Apparently one could create senisote by blowing into tubes and tapping on clay cylinders topped with leather, as Rainfall demonstrated. She enjoyed it all.

He pulled out a wooden construct so he could squat without folding his legs and played on the instrument she liked best of all, a long wooden tube with a hollow chamber on the end like a hulled melon. It created a sound as pure as birdsong, sweet as a sigh a mother dragon might make over her hatchlings, and as varied as a waterfall.

Wistala gave her first prrum in what seemed like an age. Her neck stiffened, and she began to bob her head. Strange magic. Her head rose and fell with the tune.

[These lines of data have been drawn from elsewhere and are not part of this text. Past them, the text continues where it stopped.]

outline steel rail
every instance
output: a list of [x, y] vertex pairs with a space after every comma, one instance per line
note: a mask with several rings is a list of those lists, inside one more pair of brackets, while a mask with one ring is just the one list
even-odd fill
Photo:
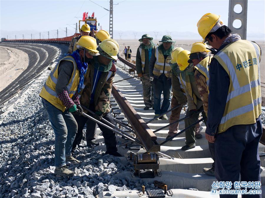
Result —
[[112, 93], [146, 151], [160, 151], [160, 146], [156, 141], [157, 139], [156, 136], [114, 84]]
[[[91, 114], [92, 115], [95, 115], [96, 114], [95, 114], [95, 113], [94, 113], [92, 111], [89, 109], [88, 109], [86, 107], [84, 107], [84, 106], [83, 106], [83, 105], [81, 105], [81, 106], [83, 109], [86, 110], [87, 111], [88, 111], [89, 113]], [[120, 129], [117, 126], [115, 126], [114, 125], [113, 125], [113, 124], [112, 124], [112, 123], [111, 123], [111, 122], [109, 122], [107, 120], [105, 119], [104, 118], [103, 118], [102, 117], [102, 118], [101, 118], [101, 120], [102, 120], [102, 121], [103, 121], [103, 122], [105, 122], [107, 124], [109, 125], [110, 125], [110, 126], [112, 126], [113, 127], [114, 127], [114, 128], [115, 128], [116, 130], [117, 130], [120, 132], [122, 133], [124, 135], [125, 135], [126, 136], [126, 137], [124, 136], [124, 136], [124, 137], [125, 137], [125, 138], [127, 138], [127, 137], [130, 137], [130, 138], [131, 138], [131, 139], [134, 140], [134, 142], [135, 142], [135, 143], [137, 143], [138, 144], [140, 144], [141, 143], [141, 142], [139, 140], [138, 140], [136, 139], [136, 138], [135, 138], [134, 137], [133, 137], [131, 135], [130, 135], [128, 134], [128, 133], [126, 133], [126, 132], [125, 132], [125, 131], [123, 131], [122, 130]], [[114, 131], [114, 132], [115, 132]], [[119, 135], [120, 135], [120, 134], [119, 134]]]

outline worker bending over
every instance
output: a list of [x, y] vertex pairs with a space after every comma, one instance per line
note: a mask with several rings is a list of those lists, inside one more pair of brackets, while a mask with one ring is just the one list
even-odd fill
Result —
[[[115, 40], [108, 39], [100, 43], [98, 50], [100, 55], [94, 56], [90, 61], [89, 67], [85, 76], [82, 91], [79, 93], [81, 105], [95, 113], [92, 115], [85, 109], [84, 112], [100, 120], [103, 117], [115, 124], [110, 112], [109, 107], [112, 83], [116, 71], [112, 60], [117, 59], [119, 44]], [[81, 142], [83, 136], [83, 129], [88, 118], [75, 116], [78, 125], [78, 130], [74, 140], [73, 148]], [[117, 152], [117, 142], [115, 132], [99, 125], [102, 131], [107, 148], [106, 154], [121, 156]], [[87, 128], [90, 127], [87, 125]], [[87, 140], [87, 143], [89, 143]]]

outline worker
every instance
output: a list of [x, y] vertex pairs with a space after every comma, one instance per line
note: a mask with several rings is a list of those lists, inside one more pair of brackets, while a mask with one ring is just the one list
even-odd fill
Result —
[[[98, 46], [104, 40], [110, 38], [110, 36], [108, 32], [102, 30], [96, 33], [95, 34], [95, 37], [96, 37], [96, 40], [97, 41], [97, 44]], [[115, 65], [114, 66], [115, 67]], [[89, 127], [87, 127], [86, 129], [86, 141], [87, 142], [87, 145], [88, 146], [93, 147], [98, 146], [99, 145], [99, 143], [95, 141], [95, 138], [97, 124], [93, 120], [88, 119], [86, 124], [87, 126], [89, 126]], [[74, 142], [73, 147], [74, 149], [75, 148], [77, 145], [78, 145], [79, 146], [80, 146], [79, 145], [81, 143], [81, 139], [77, 141], [78, 143], [77, 144], [76, 144], [76, 142], [75, 141]], [[72, 153], [72, 154], [73, 153]]]
[[78, 40], [83, 36], [88, 36], [90, 32], [90, 26], [88, 24], [85, 23], [81, 27], [80, 33], [81, 35], [79, 36], [74, 37], [71, 40], [69, 48], [68, 49], [68, 54], [72, 54], [73, 52], [75, 51], [76, 49], [76, 43]]
[[[169, 35], [163, 36], [159, 42], [161, 44], [153, 50], [149, 65], [149, 75], [153, 78], [155, 117], [166, 112], [170, 104], [171, 74], [169, 61], [171, 60], [171, 52], [174, 48], [172, 44], [175, 42]], [[160, 108], [162, 91], [164, 98]], [[166, 115], [160, 118], [168, 119]]]
[[132, 50], [130, 49], [130, 46], [127, 46], [128, 49], [127, 50], [127, 59], [128, 60], [131, 60], [131, 54], [132, 53]]
[[197, 26], [204, 42], [217, 49], [209, 67], [205, 132], [208, 141], [214, 143], [215, 176], [233, 183], [240, 174], [241, 181], [260, 181], [260, 48], [232, 34], [219, 15], [206, 14]]
[[[83, 105], [95, 113], [92, 115], [85, 109], [84, 112], [95, 119], [100, 120], [102, 117], [115, 124], [110, 112], [109, 104], [111, 94], [112, 83], [116, 71], [112, 60], [117, 60], [119, 51], [119, 44], [111, 39], [104, 40], [99, 44], [97, 48], [100, 55], [94, 56], [90, 61], [85, 76], [85, 88], [81, 92], [80, 101]], [[74, 142], [73, 148], [81, 142], [83, 136], [83, 129], [88, 118], [75, 116], [78, 125], [78, 130]], [[99, 125], [102, 131], [107, 148], [106, 154], [115, 156], [122, 156], [117, 152], [117, 142], [115, 132]], [[87, 128], [90, 127], [87, 125]]]
[[[188, 100], [188, 108], [185, 117], [185, 128], [187, 128], [198, 120], [199, 113], [198, 112], [203, 110], [203, 102], [201, 99], [198, 88], [194, 76], [193, 64], [189, 63], [188, 54], [191, 53], [188, 50], [180, 52], [177, 57], [177, 63], [179, 67], [180, 81], [182, 84]], [[203, 117], [206, 119], [206, 115], [203, 112]], [[186, 145], [181, 150], [186, 150], [195, 147], [195, 126], [190, 128], [185, 132]], [[199, 138], [201, 138], [201, 134]]]
[[[145, 105], [144, 110], [148, 110], [154, 106], [154, 87], [149, 76], [149, 62], [152, 50], [156, 46], [152, 41], [153, 40], [148, 34], [142, 36], [139, 40], [140, 43], [136, 53], [136, 72], [138, 77], [142, 77], [144, 102]], [[143, 74], [145, 75], [143, 76]]]
[[[189, 55], [189, 63], [194, 66], [194, 76], [198, 90], [203, 102], [204, 112], [207, 116], [208, 111], [208, 84], [209, 84], [209, 66], [212, 56], [208, 55], [210, 50], [207, 49], [207, 45], [201, 42], [192, 44]], [[202, 137], [201, 134], [200, 134]], [[196, 135], [195, 135], [196, 137]], [[198, 138], [197, 138], [198, 139]], [[214, 176], [215, 153], [214, 144], [208, 142], [209, 149], [213, 160], [211, 168], [204, 168], [203, 172], [210, 176]]]
[[[171, 112], [169, 117], [169, 123], [171, 124], [179, 120], [182, 107], [187, 104], [187, 97], [183, 86], [180, 81], [179, 69], [177, 64], [177, 57], [178, 53], [184, 50], [182, 48], [176, 48], [171, 53], [171, 60], [169, 64], [171, 68], [172, 78], [172, 91], [173, 93], [171, 101], [171, 108], [178, 106], [179, 107]], [[178, 132], [178, 122], [175, 123], [168, 127], [169, 131], [166, 138], [167, 139], [175, 135]]]
[[39, 94], [55, 135], [54, 173], [62, 176], [74, 174], [67, 168], [66, 161], [81, 163], [71, 155], [77, 129], [72, 113], [80, 115], [83, 112], [78, 93], [82, 89], [87, 60], [99, 55], [92, 37], [84, 36], [77, 44], [77, 49], [60, 60], [54, 68]]
[[97, 44], [98, 44], [104, 40], [110, 38], [110, 35], [107, 31], [101, 30], [95, 34]]

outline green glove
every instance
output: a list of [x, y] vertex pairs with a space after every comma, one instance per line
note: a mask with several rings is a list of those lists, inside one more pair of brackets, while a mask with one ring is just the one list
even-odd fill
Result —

Rainfall stood and stepped crabwise, his eyes so merry that Wistala couldn’t help but move opposite him so she could keep him in view. He turned a circle, and so did she, and the next thing she knew, they were moving this way and that across the floor. He capered as he played, and she imitated; the slight pain in her joints couldn’t keep up with the pleasure the music brought.

The tune ended, and her host attempted to strike a pose that involved entwining his legs and spreading his arms, but he must have misstepped, for he collapsed to the floor with a bit of a bump.

And then he began to laugh.

She’d never heard the like. The sound was as pleasing as his music, and infectious besides, for she found her griff fluttering and scraping against her scales.

The elf sat back and wiped his eyes, face split by his mouth that now seemed to stretch from cheekbone to cheekbone. He reached out with his foot and tickled her under the chin, and she couldn’t object.

“A rare delight,” he said, and she took perfect understanding, for his words came out with such a wave of happiness, it was almost mind-speech.

“Very good,” she said back. He used the expression whenever she pronounced an Elvish word particularly well. It must have suited him, for he gave a little bow.